新卒一括採用を擁護する

 

就職活動(採用活動)の季節になった。少子化で新卒者の数が減る一方、好景気で企業の採用意欲は強く、空前の売り手市場である。

 

一方、1990年代後半の就職活動時、マクロ経済の悪化で就職できなかった就職氷河期世代が40代になろうとしている。新卒の採用市場が過熱するのと裏腹に、スタート時点で仕事の経験を積むチャンスを失った30代後半~40代前半世代には、非正規雇用で低賃金・低スキルのままでいるケースが多い。

 

一橋大学の小塩隆士教授は、「ヨーロッパでは、大学卒業後の数年間は期間限定の契約社員として働き、ウオーミングアップの後に正規の仕事に就く。この就業パターンは、ステップ・バイ・ステップでキャリアを築けることから“踏み石シナリオ”と呼ばれる。これに対し、最初に非正規の仕事に就くとそこから抜け出せない日本のパターンは、“わなシナリオ”。非正規割合は今や労働者の4割。
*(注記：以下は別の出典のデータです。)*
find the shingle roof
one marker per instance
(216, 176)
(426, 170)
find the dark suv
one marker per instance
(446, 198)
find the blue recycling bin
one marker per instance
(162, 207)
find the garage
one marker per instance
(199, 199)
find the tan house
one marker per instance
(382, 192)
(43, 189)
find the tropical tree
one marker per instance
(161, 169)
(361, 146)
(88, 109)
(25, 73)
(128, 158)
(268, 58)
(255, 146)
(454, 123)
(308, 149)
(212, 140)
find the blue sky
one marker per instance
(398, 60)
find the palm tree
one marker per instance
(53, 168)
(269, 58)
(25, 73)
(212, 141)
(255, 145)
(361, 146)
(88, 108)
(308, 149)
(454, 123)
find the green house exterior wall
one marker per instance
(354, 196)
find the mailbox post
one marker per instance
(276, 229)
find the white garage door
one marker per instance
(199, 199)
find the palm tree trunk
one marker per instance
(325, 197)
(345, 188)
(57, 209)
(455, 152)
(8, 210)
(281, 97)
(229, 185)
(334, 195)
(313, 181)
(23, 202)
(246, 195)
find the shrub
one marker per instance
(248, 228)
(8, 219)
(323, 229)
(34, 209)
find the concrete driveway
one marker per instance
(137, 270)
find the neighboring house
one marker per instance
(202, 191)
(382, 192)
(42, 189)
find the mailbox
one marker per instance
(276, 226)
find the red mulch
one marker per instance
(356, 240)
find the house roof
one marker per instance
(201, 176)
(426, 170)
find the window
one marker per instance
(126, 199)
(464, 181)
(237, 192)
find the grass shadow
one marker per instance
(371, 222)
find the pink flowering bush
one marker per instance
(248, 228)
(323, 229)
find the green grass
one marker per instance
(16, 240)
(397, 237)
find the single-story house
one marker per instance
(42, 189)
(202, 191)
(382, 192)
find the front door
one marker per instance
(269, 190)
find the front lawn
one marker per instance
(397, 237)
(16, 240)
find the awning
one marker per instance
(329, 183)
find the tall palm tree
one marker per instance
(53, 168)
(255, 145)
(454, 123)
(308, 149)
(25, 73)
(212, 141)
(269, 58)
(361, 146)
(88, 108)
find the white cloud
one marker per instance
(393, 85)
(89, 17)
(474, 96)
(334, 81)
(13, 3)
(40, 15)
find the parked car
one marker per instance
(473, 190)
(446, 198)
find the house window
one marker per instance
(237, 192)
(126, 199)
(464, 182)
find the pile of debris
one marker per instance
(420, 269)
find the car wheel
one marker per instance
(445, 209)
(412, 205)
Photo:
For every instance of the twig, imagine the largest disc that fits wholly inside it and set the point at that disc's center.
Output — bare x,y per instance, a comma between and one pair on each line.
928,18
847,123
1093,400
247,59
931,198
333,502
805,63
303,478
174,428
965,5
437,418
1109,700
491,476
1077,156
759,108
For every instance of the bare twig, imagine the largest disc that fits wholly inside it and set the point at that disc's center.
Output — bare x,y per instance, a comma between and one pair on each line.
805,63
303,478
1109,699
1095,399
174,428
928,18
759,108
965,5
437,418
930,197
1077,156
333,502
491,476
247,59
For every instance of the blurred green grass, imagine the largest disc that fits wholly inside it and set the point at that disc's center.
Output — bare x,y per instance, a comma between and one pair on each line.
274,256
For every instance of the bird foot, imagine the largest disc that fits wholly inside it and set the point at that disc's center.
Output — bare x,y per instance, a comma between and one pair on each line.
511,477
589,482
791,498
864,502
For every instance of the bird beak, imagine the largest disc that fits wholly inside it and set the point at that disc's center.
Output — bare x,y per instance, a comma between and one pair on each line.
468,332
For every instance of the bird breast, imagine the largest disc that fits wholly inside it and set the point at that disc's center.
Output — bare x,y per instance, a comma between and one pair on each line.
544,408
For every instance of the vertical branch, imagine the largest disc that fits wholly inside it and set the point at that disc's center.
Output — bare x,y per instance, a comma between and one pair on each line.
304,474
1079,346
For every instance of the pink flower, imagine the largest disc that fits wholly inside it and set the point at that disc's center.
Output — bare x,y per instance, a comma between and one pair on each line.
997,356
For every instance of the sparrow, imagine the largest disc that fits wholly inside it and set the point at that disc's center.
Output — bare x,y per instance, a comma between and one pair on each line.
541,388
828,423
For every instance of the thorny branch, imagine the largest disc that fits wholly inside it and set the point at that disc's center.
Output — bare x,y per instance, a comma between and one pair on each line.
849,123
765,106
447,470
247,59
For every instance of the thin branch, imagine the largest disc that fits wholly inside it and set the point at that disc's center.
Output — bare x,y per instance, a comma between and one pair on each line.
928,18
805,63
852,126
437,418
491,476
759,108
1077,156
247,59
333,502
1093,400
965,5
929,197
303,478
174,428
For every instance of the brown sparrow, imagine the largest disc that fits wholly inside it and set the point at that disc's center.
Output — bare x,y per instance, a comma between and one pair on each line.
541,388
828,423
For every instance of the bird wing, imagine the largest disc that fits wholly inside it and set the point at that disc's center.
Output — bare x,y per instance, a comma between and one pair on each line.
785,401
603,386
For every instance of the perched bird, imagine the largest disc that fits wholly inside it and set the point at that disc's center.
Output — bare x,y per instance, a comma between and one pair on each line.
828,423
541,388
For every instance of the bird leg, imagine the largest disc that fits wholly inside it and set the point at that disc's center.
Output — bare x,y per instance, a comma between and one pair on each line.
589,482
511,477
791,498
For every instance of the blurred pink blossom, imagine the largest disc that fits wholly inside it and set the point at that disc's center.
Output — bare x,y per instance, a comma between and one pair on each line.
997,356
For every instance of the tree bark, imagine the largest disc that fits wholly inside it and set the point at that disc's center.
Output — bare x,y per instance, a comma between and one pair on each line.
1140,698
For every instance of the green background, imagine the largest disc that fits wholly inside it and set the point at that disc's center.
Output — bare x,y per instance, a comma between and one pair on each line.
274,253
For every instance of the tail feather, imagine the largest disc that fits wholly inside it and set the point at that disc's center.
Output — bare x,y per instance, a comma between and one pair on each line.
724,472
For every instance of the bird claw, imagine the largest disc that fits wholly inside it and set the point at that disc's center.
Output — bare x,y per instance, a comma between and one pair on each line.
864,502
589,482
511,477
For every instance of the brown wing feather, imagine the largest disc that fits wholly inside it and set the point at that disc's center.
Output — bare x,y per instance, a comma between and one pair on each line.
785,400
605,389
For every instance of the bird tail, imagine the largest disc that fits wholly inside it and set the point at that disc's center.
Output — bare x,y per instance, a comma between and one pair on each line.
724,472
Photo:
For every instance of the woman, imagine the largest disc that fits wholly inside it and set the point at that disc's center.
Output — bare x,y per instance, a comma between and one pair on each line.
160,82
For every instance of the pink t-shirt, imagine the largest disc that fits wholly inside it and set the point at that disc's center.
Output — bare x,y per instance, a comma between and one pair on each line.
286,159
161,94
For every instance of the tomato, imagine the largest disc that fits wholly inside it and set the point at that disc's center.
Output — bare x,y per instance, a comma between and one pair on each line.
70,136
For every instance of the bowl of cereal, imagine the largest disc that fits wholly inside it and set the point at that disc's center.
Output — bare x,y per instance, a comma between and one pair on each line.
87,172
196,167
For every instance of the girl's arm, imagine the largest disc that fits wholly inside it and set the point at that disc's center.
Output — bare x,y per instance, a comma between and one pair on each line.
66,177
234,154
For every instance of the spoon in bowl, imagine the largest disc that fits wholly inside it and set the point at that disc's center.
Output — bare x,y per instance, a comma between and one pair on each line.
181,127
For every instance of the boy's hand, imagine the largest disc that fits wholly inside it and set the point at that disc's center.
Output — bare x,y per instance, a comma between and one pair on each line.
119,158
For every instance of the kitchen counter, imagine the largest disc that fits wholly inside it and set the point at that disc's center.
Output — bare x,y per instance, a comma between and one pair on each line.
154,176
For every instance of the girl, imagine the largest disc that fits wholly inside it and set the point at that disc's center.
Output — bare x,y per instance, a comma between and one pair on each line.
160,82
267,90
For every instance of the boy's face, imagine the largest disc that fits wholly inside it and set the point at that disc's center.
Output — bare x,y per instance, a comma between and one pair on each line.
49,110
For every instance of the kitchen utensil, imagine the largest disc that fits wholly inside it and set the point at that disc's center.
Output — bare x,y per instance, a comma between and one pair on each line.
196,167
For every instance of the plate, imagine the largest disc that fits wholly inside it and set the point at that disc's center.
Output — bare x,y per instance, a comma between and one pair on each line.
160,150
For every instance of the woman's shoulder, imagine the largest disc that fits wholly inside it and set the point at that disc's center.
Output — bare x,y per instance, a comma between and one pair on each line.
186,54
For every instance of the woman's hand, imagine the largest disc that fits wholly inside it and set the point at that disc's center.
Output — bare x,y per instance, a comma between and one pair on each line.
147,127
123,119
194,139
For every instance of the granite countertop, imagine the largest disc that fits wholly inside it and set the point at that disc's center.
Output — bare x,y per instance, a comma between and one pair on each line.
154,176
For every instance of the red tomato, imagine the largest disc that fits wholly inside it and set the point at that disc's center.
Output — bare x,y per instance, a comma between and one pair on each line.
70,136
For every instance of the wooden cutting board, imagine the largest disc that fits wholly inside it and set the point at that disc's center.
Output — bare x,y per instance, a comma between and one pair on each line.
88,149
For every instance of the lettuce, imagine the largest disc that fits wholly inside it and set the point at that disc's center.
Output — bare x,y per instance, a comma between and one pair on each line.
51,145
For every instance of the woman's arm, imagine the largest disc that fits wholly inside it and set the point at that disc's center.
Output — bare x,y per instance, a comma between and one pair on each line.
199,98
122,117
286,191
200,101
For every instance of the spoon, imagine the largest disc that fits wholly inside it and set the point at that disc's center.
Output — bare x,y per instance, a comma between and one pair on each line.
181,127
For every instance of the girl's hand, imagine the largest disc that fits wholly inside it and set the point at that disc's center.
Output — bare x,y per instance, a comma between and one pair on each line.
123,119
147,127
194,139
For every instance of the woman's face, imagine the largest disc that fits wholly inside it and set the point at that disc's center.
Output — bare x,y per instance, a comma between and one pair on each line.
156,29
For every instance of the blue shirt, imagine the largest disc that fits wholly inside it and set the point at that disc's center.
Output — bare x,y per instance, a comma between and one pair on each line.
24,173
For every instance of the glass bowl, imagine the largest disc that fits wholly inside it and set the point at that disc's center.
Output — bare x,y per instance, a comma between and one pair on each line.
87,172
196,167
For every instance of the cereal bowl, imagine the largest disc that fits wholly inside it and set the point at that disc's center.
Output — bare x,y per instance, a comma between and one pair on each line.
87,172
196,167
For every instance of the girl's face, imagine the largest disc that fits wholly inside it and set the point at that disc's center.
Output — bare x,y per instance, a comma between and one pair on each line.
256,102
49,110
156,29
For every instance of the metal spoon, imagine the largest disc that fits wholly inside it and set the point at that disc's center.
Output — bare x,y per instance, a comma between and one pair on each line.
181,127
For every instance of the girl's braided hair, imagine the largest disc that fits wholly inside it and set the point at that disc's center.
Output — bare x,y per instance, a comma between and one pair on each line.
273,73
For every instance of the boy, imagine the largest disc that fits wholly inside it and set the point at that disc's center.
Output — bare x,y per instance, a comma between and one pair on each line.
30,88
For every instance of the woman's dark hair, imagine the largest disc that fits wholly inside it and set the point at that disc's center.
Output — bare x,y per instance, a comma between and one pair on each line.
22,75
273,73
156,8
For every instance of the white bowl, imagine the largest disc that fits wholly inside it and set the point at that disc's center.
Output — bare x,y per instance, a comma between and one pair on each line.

これだけ多くの人が“わな”にはまっている現状を放置すべきではない」(2018年2月18日、毎日新聞)と主張する。

 

最後の「現状を放置するな」という主張はまったく同感だ。最初の仕事が非正規雇用だと、その後も非正規のキャリア期間が長くなる傾向がある。米国の経済学者カーンは、就職時のマクロ経済状況が良好でないと、その後の賃金、昇格が不利になるという研究を発表している。自ら非正規を選択したなら良いが、たまたま景気が悪い時期に非正規で働き始め、それ以降も望まない非正規が続くというのは不幸なことだ。

 

問題は、この状態をどう解消するか。日本企業が新卒一括採用を止めてヨーロッパ型の“踏み石シナリオ”に移行するべきなのかというと、大いに疑問だ。

 

まず、ヨーロッパでは若年層が過酷な状態に置かれていることを認識する必要がある。ヨーロッパ全体で、15~24代歳の失業率は22%に達する。スペインやギリシャのように50%を超える国もある。ヨーロッパでは法定の最低賃金が高いので、企業はどうせ高い賃金を払うならスキルの高い経験者を中途採用しようとする。経験がない新卒者は、失業するか、非正規で単純労働に従事することになる。

 

企業は、いつ辞めるかわからない非正規社員に重要な仕事を任せないし、教育訓練に金を掛けない。企業が積極的に非正規労働者を正規労働者に転換する理由はないのだ。ヨーロッパでも、公的な職業訓練システムが整備されたドイツは別にして、「(まず非正規から始めて)ステップ・バイ・ステップでキャリアを築く」というケースはまれで、失業者や単純労働者として職業人生の大半を過ごすケースが多いはずだ。

 

それに対し日本では、新卒の就職希望者の大半が正社員として働く。とにもかくにも正社員として働けば、経験を積み、教育訓練を受け、能力が高まる。20代と言えば職業能力が最も伸びる時期。その20代の大半が無職か非正規雇用として働くヨーロッパと正社員として働く日本のどちらがよいか。改めて論じるまでもないだろう。

 

ただ、新卒一括採用には、非正規雇用の問題だけでなく、能力が未知数の新人を大量に採用し、福利厚生費や退職金を余計に払う企業の負担の問題もある。新卒一括採用は維持するには、非正規労働者へのサポートや企業の負担を軽減する仕組みが必要だ。

 

まず、非正規労働者のサポートとしては、新卒一括採用に漏れてもやり直しがきくよう、教育訓練を充実させることだ。企業が率先して非正規労働者を教育訓練する動機がないので、ドイツのように国が教育をするか、企業の教育訓練に対し補助金を支給するべきだ。

 

企業の負担を軽減するには、非正規労働者を正社員に転換できるよう、正社員を過度に優遇する退職金税制などを見直すべきだ。さらに解雇規制を緩和し、30歳以上の社員は解雇を可能にするといった取り組みが期待される。

 

日本独特の新卒一括採用は、企業にも学生にも評判が悪い。しかし、人材の質が国家・企業の盛衰を決める知識社会において、この仕組みは日本企業の大きな武器になる。新卒一括採用をいかに無理のない形で維持するかが、国・企業に課せられた重要課題である。